Longer runway at Dunedin Airport

Once again, we are relying on the concept "build and they will come"... as a city with a small population, planes flying in and out also require the residents to be also using its services. Dunedin does not have the population, nor does its residents have the dollars to travel many times. Even the Otago Southland Employers Association CEO has agreed that the City Councillors have not followed thru properly with the City strategy... CHCH and Queenstown have well established airports. Let's not rely on Dunedinites filling the planes up. One thing worries me again is that Richard Walls is involved in this as well...

Runway extension

A runway extension allowing 747s to land is a great idea! It would be great if the airport becomes our Shannon Airport (in Limerick, Ireland) and the Taieri plain become a high-technology industrial park where firms like Intel, Dell etc establish research plants here. Limerick has a very similar socio-economic and cultural status status. It has only 90000 inhabitants, so I think if Limerick can do it, why can't we? I would also be excited about the prospect for a Dunedin-Shanghai flight, as Shanghai is our sister city. I would be glad if Limerick also becomes our sister city (I was surprised to learn that it hasn't been so already).
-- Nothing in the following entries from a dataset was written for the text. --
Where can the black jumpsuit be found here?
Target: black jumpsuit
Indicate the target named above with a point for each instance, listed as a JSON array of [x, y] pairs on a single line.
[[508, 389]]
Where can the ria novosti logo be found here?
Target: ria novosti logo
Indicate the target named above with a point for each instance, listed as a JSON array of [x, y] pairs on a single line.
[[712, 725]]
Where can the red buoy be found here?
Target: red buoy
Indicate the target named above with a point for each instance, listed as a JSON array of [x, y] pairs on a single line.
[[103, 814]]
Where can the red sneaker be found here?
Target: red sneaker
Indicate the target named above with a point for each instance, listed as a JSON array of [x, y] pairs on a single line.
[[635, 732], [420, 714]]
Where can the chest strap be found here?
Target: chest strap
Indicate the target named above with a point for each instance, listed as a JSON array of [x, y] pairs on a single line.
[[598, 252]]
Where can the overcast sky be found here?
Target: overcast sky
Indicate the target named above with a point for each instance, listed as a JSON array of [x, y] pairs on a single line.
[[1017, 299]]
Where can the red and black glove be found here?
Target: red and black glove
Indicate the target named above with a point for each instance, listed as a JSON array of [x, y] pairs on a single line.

Then perhaps we will have the Limerick - Shanghai - Dunedin flight operated by Aer Lingus, (if Aer Lingus extends their service to Asia), or Air New Zealand, or most likely, Air China or China Eastern Airlines.......

Lengthened runway

Hats-off to 'Mayor Tim'and his team for their magnanimous and public-spirited gesture in providing a place for flights to divert-to, when Queenstown Airport is closed due to weather conditions. However, for those whose powers of recall extend beyond 'sound-bites' and what was deemed to be newsworthy the day before yesterday, I distinctly recall the self-same 'Mayor Tim' gushing effusively at the time of Invercargill Airport's runway extension, that the work was carried-out on a premise by the local business community, that 'No trip to Queenstown and The Lakes could possibly be considered complete without a day or two spent, coming or going, sampling the many delights of Invercargill' and, I guess, Southland generally. So Southland, Dunedin hasn't a monopoly on 'spin', after-all.